Mount Eerie + Wyrd Visions @ Sala Rossa

Mount Eerie

To preface this review, I should admit I'm a little bit biased: my adoration of Phil Elverum's music started when I was 13 listening to the Microphones' The Glow Pt. 2 before I even really knew what it was to love music. It's been a part of my sonic landscape for a very, very long time and has been internalized in ways I probably don't even realize.

I missed the first band, but caught the second opener, Wyrd Visions. A friend of mine who has seen him before described it as "mesmerizing". I can't really think of a better word than that. I was transfixed with the dreamy reverb to the point where I wished I had a chair to sit down in while I listened, and it left me humming "W-Y-R-D V-I-S-I-O-N-S across the sky-y-y" for days afterwards.

I was almost a bit afraid to see Mount Eerie. When you have such unrealistically high expectations for a band/person/film/anything you're usually let down, I mean how can reality live up to the absurd ideas that you build up in your head?

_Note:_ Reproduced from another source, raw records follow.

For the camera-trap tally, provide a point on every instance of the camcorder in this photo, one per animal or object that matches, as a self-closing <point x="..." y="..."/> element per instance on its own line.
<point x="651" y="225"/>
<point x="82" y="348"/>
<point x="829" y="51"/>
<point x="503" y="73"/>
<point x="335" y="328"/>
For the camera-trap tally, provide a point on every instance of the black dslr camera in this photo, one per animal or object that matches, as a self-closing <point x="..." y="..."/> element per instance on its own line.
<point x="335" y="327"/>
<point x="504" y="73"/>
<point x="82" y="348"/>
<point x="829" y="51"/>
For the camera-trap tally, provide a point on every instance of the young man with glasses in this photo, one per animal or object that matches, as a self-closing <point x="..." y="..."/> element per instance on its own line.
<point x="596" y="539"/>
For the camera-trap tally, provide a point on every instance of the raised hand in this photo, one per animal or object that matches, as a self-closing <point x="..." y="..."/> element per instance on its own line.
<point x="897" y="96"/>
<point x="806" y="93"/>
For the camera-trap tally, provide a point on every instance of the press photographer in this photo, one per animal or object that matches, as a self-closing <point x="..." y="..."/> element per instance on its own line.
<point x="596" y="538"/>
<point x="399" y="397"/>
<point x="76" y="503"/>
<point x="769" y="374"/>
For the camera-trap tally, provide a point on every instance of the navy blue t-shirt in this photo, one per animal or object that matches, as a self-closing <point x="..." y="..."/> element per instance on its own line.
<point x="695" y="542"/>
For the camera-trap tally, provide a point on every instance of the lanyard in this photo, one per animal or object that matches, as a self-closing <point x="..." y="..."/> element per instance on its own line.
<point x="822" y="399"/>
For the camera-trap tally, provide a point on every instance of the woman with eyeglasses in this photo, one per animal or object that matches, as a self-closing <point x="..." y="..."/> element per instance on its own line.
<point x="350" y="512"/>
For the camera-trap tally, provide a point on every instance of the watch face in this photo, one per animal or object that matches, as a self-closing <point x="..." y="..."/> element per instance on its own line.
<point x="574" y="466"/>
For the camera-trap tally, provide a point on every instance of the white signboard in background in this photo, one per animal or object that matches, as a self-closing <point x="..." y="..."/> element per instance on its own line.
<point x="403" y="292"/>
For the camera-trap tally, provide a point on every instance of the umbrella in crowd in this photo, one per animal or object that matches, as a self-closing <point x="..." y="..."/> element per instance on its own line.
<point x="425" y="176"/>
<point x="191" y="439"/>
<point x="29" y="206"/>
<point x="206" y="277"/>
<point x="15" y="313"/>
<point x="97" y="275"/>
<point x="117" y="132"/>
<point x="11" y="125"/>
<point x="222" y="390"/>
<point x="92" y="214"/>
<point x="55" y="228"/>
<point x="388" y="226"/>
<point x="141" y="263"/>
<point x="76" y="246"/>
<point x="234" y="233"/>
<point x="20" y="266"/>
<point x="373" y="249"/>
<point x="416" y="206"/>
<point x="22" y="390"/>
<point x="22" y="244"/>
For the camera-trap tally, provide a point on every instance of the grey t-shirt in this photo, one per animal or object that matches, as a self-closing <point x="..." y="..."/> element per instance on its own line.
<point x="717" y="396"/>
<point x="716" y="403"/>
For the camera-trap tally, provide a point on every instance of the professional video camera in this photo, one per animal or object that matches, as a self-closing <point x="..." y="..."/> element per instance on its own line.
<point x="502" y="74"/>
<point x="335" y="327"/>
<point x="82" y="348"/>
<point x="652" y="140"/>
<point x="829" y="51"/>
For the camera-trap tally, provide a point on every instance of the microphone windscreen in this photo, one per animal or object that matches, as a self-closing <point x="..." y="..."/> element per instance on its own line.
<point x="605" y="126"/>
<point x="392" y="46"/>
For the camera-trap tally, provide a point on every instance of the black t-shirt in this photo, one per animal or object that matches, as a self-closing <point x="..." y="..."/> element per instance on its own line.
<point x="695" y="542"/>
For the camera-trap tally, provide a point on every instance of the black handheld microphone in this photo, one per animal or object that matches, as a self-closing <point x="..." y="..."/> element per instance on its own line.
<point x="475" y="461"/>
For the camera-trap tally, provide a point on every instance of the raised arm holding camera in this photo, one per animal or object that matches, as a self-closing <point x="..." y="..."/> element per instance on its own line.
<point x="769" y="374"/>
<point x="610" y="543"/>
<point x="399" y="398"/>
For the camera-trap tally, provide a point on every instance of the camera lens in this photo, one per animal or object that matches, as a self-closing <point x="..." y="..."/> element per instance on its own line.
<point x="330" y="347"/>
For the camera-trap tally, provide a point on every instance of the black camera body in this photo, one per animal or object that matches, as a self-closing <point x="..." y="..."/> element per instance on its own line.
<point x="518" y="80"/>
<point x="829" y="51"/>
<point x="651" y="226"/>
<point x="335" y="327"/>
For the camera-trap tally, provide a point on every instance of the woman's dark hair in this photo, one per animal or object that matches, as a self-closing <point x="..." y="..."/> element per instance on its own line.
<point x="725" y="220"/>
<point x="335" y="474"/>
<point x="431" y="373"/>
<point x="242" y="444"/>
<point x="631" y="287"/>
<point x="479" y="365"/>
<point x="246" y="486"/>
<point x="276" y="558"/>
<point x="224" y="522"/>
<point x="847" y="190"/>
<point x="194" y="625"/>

Except that they did. Mount Eerie was completely, totally amazing. They were not pretentious, rude, or dismissive of the crowd, nor did they gloat and over indulge in applause. They nailed all the pretty, lovely songs, like "The Place I Live" and my personal favourite off the two new albums Clear Moon and Ocean Roar, "I Walked Home Beholding", as well as the loud, rock and roll, "death metal" inspired stuff, like the last track of Ocean Roar simply titled "Instrumental". I was totally enchanted and happy and could have listened all night, as the guy beside me yelled when Phil announced they would be playing their last song, "Play 50 more!" It was dreamlike without being too sweet, and abstract without getting too spacey, and I left feeling completely blissed out and transcendental.